A hand yanks me by the arm as I am about to step inside. I turn, right arm ready to put my attacker in a choke hold, but the person backs away and raises both hands.

“Stop, Grace. It’s me.”

I squint into the darkness. The voice is familiar, but the person isn’t. It is Hachi. But not the Hachi I know—the strong Hachi, my sponsor, my friend, the one who held me together when everyone else, including me, was tired of trying to save me. No, this is another Hachi. This Hachi is destroyed. Eyes bloodshot, hair a bird’s nest. Her skin a dusty gray, cheeks sunken. She may be forty calendar years old, but in addict age she looks double that.

“Jesus H,” I say, grabbing her and pulling her away from the entrance. No matter how loaded, how done, how stupid you are outside NA, inside you need to follow the script. No drugs and no drama inside.

“What happened?” I say, frantic at the thought that she’s flushed eight years of sobriety down the drain.

She buries her face in hands that haven’t seen soap in ages. “I messed up,” she groans, her whole body quaking like a withering leaf in the wind.

I open my arms and she dissolves into my embrace. A good six inches taller than her five-feet-four, I lower my head on top of hers, my long black hair cascading over her raggedy, brown braids, shielding her face.

“What did you take” I ask, afraid.

“Smack.

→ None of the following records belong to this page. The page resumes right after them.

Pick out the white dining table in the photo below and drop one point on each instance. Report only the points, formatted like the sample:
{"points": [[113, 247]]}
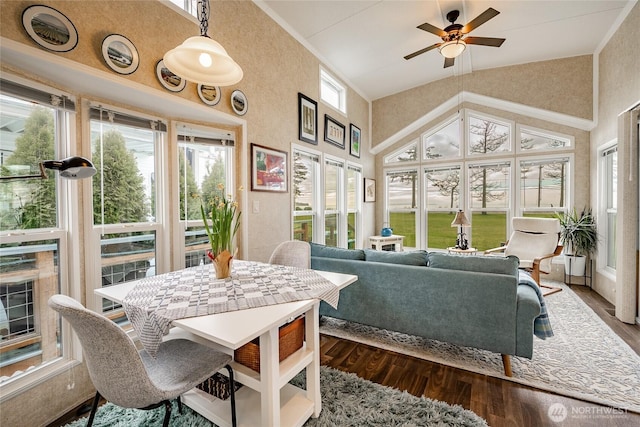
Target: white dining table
{"points": [[267, 399]]}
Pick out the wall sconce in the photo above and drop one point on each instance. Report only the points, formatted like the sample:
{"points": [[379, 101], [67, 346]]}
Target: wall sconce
{"points": [[71, 168]]}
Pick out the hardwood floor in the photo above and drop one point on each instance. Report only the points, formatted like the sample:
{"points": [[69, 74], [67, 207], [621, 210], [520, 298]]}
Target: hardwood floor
{"points": [[500, 402]]}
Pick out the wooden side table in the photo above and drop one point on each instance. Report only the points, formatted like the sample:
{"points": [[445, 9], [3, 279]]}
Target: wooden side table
{"points": [[379, 243], [469, 251]]}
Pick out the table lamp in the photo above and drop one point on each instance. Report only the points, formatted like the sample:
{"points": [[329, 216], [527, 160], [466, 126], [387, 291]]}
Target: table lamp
{"points": [[461, 221]]}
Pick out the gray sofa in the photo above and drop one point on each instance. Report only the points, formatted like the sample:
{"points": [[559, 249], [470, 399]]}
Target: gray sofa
{"points": [[465, 300]]}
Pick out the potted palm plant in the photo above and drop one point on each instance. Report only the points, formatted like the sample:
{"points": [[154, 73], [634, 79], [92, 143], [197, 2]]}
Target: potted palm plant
{"points": [[578, 234]]}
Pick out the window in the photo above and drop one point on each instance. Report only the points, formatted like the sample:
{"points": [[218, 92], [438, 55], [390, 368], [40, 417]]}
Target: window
{"points": [[126, 214], [306, 180], [444, 142], [189, 6], [333, 92], [405, 154], [34, 260], [333, 204], [487, 135], [543, 186], [402, 204], [489, 201], [537, 140], [490, 180], [354, 205], [205, 162], [442, 194], [609, 203]]}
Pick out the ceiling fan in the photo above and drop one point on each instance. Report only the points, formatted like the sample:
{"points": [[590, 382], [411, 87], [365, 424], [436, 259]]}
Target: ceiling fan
{"points": [[453, 37]]}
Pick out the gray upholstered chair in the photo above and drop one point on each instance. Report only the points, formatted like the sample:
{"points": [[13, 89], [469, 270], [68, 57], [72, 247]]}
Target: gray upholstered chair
{"points": [[294, 253], [130, 378]]}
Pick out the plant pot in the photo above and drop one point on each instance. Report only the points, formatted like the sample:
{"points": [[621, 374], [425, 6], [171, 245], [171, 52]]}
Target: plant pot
{"points": [[574, 265]]}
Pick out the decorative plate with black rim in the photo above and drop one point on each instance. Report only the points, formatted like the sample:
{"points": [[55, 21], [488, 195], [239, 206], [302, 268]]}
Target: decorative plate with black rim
{"points": [[239, 102], [49, 28], [120, 54], [210, 95], [167, 79]]}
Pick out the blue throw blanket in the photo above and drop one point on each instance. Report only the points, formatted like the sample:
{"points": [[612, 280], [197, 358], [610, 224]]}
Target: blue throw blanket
{"points": [[541, 325]]}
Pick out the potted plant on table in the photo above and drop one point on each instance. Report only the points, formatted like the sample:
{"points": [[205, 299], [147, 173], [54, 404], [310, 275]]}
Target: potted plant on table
{"points": [[578, 234], [225, 220]]}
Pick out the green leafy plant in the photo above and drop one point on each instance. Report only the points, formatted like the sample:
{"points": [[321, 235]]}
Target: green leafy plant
{"points": [[221, 222], [578, 232]]}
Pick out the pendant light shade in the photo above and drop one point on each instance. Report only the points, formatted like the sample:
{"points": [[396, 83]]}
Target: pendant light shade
{"points": [[200, 59]]}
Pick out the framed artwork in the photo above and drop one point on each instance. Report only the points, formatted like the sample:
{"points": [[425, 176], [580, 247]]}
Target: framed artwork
{"points": [[239, 102], [120, 54], [167, 79], [307, 119], [210, 95], [333, 131], [49, 28], [369, 190], [354, 145], [269, 170]]}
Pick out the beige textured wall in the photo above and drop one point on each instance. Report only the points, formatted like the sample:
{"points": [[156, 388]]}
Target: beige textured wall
{"points": [[562, 86], [276, 68], [619, 89]]}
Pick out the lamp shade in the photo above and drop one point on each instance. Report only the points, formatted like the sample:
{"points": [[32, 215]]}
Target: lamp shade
{"points": [[460, 220], [452, 49], [203, 60], [72, 167]]}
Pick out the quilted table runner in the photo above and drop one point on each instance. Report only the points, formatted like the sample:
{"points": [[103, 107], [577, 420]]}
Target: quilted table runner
{"points": [[156, 301]]}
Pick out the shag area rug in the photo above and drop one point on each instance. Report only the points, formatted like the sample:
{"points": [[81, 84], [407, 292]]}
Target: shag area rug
{"points": [[584, 359], [347, 401]]}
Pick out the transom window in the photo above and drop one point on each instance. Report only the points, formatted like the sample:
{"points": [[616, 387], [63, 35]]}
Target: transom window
{"points": [[333, 92]]}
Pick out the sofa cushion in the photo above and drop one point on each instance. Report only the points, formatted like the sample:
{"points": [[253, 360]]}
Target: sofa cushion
{"points": [[323, 251], [484, 264], [417, 257]]}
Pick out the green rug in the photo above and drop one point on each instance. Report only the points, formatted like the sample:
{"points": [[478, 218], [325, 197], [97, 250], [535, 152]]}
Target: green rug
{"points": [[347, 401]]}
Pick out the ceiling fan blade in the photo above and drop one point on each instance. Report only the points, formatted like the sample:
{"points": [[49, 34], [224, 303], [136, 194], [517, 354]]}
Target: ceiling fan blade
{"points": [[485, 41], [421, 51], [433, 30], [479, 20]]}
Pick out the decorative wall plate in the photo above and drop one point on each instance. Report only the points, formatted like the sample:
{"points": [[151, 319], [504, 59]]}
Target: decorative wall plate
{"points": [[49, 28], [120, 54], [169, 80], [239, 102], [210, 95]]}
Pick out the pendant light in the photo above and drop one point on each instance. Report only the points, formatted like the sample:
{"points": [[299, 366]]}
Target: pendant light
{"points": [[200, 59]]}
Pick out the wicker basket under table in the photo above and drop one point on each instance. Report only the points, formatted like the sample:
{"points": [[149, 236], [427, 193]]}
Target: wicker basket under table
{"points": [[291, 337]]}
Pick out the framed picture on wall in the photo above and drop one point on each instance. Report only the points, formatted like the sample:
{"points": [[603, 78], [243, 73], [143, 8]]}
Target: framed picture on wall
{"points": [[307, 119], [369, 190], [354, 143], [333, 131], [269, 169]]}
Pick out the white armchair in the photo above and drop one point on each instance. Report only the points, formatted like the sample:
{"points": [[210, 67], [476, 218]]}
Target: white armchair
{"points": [[535, 241]]}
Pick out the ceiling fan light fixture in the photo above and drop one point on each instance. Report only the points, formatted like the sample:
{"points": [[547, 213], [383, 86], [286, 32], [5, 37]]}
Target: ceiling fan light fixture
{"points": [[452, 49], [200, 59]]}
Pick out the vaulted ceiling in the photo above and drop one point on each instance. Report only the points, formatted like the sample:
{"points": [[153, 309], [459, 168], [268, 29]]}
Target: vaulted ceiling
{"points": [[365, 41]]}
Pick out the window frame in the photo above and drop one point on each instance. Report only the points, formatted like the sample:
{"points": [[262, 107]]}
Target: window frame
{"points": [[328, 79], [605, 185], [66, 233]]}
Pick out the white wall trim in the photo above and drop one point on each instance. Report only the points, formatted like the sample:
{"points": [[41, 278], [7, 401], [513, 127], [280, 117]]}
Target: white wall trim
{"points": [[500, 104]]}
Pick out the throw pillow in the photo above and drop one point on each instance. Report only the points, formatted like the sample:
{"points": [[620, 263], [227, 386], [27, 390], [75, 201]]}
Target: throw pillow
{"points": [[484, 264], [323, 251], [418, 257]]}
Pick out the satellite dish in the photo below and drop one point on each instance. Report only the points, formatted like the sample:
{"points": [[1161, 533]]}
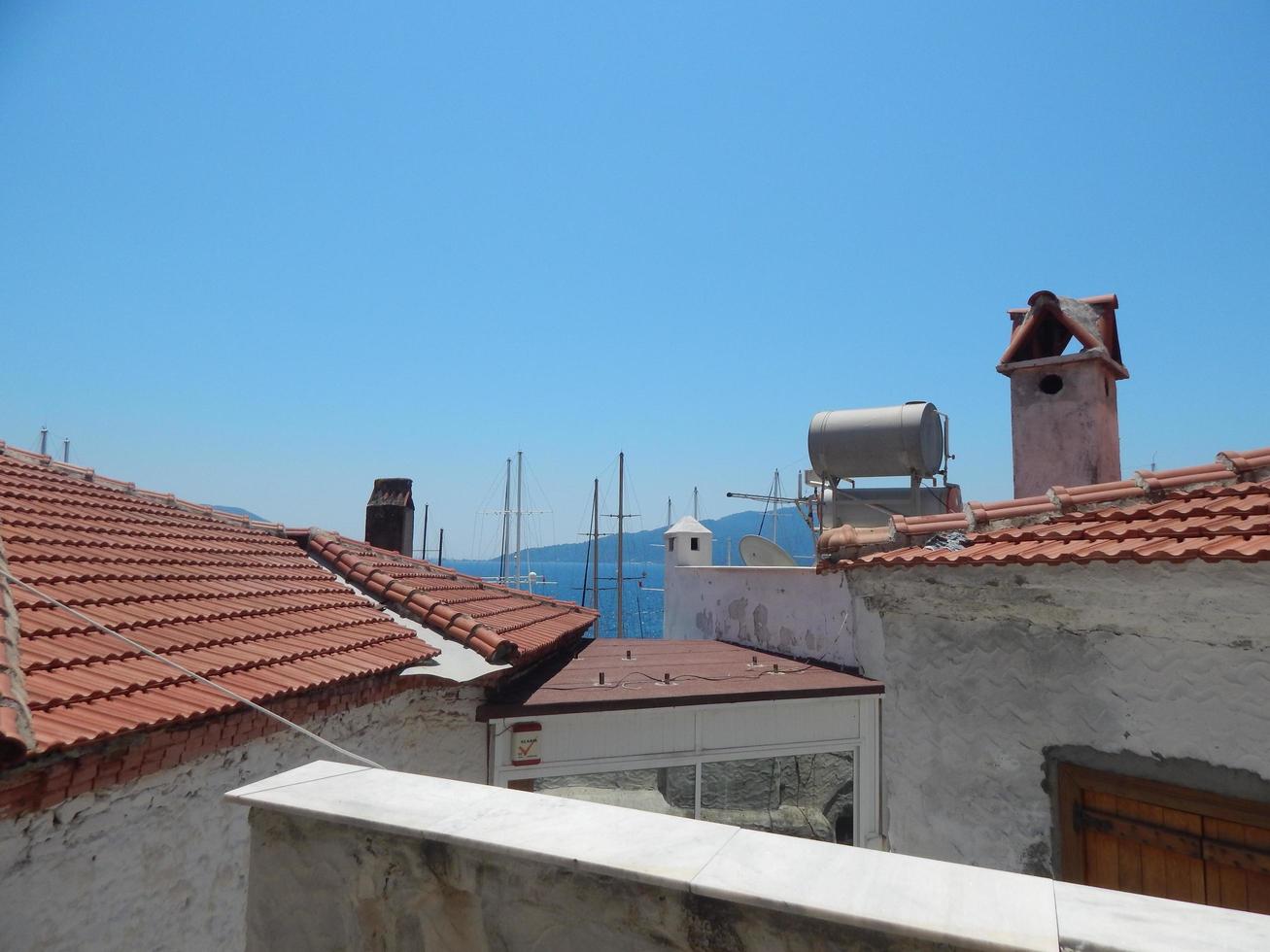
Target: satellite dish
{"points": [[757, 551]]}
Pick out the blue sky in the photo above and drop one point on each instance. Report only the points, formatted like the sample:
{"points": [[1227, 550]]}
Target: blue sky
{"points": [[259, 254]]}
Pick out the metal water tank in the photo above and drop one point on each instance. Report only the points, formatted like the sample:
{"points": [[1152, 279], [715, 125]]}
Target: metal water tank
{"points": [[881, 441]]}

Can’t afford the pills no more.”

Exactly what I was afraid of—heroin, the last stop on the addict’s highway to hell.

I shudder. “But you’re here, aren’t you?”

“I can’t do this again. Can’t start all over.” I try to lead her inside, but she yanks her hand away. “I just can’t.”

I wipe her face using my shirt tail and smooth her hair back from her face.

“I look like shit,” she whimpers.

“You kinda do, but this isn’t a fashion show. Let’s just go on in.”

She turns her back and starts to walk away. “No, I can’t. I won’t.”

I grab her arm. “Yes, you can. You think I’m going to believe you came over here not to get help? Let me help you this time.”

She drops her head to her chest. “I can’t.”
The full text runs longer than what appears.